Ada lagi yang merisaukan S. Katanya, dalam tempo dekat ini, akan ada tambahan jumlah taksi untuk DIY sebanyak 250 armada baru yang akan didistribusikan kepada pengusaha angkutan. Coba bayangkan, katanya, dengan jumlah taksi yang sekarang saja, para sopir sudah mengalami kesulitan mengais rejeki dengan persaingan yang cukup berat sesama mereka, apalagi jumlah itu akan digelembungkan lagi. Rintihan S berbunyi: “Sebagai rakyat kecil, kami tak berdaya!” Harapan kita semua, semoga rintihan para sopir ini akan didengar oleh pemerintah DIY, para pengusaha angkutan, dan siapa saja yang punya simpati dan empati kepada jeritan para sopir ini. Mereka adalah bagian sah dari rakyat Indonesia yang senantiasa siap melayani para penompang yang memerlukan jasa mereka. Sekalipun ongkos taksi terus saja bergerak naik, maka adalah sebuah kemuliaan jika kita sebagai pengguna tidak sekadar memberi uang pas kepada pemberi jasa ini.

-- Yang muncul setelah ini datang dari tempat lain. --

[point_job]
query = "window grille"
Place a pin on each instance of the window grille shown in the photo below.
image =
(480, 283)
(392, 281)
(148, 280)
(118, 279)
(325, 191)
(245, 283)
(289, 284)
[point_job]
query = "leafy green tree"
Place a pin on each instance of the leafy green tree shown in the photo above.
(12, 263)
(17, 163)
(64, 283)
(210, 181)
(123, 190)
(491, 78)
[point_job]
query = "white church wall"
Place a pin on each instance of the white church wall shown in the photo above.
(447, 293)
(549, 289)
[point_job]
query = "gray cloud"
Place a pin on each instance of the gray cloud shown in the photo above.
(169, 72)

Memang ada pula satu dua di antara para sopir ini yang punya sumber rejeki lain, berkat keuletan dan kegigihannya mencari peluang. Kelompok kecil ini di samping menyopir, juga punya kendaraan sewaannya sendiri pula. Mereka ini sudah punya rumah pribadi yang lumaian bagus dan anak-anaknya pun bisa belajar sampai tingkat sarjana. Dengan cara ini, sebuah mobilitas sosial menaik telah berlaku. Tetapi, jumlah yang bernasib lebih baik ini sangatlah minoritas. Kita salut kepada mereka. Seorang di antaranya telah pernah muncul di ruang ini.